At March 3, 2011 at 9:52 PM, Blogger Chris M. said...

Pink Dandelion has thoroughly documented the "behavioral creed" of unprogrammed Friends: We're thoroughly rule-bound when it comes to practice (waiting worship, only certain topics are "appropriate" for vocal ministry, don't speak twice, etc.), and yet open-ended when it comes to the (theological) content.

The challenge for newcomers is that the rules aren't written down or explained clearly. And yet the sensibility or vibe they pick up is, "Anything goes! We're liberal Quakers!"

Sometimes at coffee hour, someone will say, "We don't do X," but usually not before the new person has done X.

This helps explains why the card game Mao is or has been so popular among some Friends.

 
At March 4, 2011 at 8:47 AM, Blogger Lisa H said...

@Chris: Great comment!
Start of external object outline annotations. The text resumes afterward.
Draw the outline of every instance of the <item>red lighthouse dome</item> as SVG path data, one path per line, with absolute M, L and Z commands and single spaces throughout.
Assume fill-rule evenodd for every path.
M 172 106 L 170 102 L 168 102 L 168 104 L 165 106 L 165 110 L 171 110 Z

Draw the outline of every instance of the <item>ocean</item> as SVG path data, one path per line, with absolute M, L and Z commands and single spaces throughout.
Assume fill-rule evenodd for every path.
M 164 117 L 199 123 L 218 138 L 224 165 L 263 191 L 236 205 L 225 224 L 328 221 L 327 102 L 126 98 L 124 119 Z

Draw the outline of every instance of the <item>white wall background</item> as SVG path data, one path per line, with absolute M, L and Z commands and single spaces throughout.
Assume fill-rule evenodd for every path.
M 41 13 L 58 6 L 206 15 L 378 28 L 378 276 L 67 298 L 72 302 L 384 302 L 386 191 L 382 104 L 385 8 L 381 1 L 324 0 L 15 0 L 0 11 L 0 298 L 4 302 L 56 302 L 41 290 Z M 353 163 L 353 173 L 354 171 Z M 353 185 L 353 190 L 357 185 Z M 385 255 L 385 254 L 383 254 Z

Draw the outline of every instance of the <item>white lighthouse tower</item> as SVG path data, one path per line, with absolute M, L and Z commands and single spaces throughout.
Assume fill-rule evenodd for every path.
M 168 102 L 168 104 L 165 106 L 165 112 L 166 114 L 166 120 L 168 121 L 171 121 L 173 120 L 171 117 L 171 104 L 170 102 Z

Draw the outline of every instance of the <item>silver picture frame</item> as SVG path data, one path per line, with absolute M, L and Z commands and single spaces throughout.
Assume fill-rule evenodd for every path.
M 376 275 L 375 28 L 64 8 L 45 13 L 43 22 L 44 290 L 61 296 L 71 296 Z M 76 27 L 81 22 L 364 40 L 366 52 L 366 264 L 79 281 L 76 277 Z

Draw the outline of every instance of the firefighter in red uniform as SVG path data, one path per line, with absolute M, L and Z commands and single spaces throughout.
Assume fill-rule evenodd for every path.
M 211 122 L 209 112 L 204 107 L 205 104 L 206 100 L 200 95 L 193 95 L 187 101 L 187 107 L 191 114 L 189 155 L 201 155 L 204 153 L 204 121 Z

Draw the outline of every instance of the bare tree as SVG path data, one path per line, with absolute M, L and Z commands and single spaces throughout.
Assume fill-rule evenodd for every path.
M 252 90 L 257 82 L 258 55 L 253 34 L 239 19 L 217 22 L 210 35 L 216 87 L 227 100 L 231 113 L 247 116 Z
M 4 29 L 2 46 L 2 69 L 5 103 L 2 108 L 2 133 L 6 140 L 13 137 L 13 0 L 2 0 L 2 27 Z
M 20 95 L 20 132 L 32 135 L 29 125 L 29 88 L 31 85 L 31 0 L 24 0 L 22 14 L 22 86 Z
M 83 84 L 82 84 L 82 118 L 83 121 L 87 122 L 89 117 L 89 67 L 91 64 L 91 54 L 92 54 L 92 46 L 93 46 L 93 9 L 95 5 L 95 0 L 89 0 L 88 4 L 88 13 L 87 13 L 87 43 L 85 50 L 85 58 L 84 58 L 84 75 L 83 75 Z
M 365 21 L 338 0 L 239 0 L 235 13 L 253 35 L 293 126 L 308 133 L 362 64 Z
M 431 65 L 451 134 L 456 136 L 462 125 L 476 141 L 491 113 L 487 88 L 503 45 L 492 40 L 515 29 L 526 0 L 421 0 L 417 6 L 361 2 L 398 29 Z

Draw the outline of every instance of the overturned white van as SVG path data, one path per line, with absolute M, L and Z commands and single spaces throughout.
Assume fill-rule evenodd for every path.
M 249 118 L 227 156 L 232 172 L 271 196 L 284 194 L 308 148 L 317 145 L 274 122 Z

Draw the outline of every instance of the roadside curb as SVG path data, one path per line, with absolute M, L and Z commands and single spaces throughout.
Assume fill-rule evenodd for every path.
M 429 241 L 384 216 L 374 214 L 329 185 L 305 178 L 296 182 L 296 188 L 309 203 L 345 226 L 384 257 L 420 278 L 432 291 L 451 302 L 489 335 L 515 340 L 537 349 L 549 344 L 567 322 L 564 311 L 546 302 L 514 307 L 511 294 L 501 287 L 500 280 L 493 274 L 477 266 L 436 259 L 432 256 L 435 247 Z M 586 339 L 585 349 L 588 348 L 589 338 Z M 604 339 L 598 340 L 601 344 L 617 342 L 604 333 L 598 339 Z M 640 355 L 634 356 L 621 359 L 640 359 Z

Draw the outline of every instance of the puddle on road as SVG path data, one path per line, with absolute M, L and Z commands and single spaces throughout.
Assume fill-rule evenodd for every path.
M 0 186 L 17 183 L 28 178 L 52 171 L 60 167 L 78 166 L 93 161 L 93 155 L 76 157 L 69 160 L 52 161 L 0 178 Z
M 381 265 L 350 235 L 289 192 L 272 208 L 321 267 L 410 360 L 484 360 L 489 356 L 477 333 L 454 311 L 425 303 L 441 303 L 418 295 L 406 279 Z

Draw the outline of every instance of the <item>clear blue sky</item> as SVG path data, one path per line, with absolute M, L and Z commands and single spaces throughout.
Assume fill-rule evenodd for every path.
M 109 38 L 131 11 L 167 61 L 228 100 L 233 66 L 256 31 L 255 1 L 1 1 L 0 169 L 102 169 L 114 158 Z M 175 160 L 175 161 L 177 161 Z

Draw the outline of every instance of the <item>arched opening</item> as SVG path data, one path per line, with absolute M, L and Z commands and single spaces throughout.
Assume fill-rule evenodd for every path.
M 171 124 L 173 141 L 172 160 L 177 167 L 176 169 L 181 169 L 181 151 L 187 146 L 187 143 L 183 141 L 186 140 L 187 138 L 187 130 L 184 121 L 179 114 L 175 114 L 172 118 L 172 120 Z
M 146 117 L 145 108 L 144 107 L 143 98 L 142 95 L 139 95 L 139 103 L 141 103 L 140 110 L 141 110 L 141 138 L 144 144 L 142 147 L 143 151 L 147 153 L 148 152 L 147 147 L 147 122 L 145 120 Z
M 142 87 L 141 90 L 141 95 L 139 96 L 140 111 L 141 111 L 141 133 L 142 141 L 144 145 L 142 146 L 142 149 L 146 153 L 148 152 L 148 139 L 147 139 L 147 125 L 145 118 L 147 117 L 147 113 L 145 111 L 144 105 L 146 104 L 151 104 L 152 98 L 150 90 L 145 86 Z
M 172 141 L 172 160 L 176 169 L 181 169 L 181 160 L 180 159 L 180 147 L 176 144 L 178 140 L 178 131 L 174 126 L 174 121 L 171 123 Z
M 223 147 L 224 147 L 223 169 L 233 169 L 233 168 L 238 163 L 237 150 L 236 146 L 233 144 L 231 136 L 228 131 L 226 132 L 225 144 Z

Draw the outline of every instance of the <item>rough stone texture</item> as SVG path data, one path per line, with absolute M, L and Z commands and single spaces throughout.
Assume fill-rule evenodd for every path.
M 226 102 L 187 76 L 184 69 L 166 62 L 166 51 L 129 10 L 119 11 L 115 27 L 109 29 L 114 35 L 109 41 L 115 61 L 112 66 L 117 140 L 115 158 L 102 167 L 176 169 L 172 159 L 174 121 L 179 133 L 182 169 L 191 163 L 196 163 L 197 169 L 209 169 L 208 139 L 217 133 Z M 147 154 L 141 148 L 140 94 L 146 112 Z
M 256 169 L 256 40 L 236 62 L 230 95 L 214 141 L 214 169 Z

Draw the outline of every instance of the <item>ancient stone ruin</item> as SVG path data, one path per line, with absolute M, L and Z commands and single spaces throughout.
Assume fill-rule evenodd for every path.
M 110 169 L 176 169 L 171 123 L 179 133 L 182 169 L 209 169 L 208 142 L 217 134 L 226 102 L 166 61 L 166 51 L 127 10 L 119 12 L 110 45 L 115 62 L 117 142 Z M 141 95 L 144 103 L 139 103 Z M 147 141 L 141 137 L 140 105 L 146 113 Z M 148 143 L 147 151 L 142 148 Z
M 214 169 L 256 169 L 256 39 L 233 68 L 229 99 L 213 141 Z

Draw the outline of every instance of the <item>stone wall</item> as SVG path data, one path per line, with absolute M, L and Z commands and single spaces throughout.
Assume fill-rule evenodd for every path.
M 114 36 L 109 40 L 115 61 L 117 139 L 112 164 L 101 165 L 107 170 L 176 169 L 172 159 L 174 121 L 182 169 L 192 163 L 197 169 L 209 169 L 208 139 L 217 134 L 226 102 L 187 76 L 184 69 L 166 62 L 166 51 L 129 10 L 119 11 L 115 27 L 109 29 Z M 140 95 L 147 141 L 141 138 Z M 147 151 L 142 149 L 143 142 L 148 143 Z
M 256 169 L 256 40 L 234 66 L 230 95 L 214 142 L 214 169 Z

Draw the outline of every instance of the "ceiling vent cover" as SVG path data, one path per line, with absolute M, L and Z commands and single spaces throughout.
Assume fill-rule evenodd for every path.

I usually run the other way when people are playing Mao, as I have a strong preference for knowing the rules first. But I recognize that I've been lucky to have people around to coach me in the Quaker "rules": my father, and older Young Friends who modeled Quaker process.

In the '80s and '90s, the Western Young Friends New Year's Gathering examined framework frequently and often explicitly, while having the most "do it yourself" sensibility of any group of Quakers I've known. People play Mao there a lot.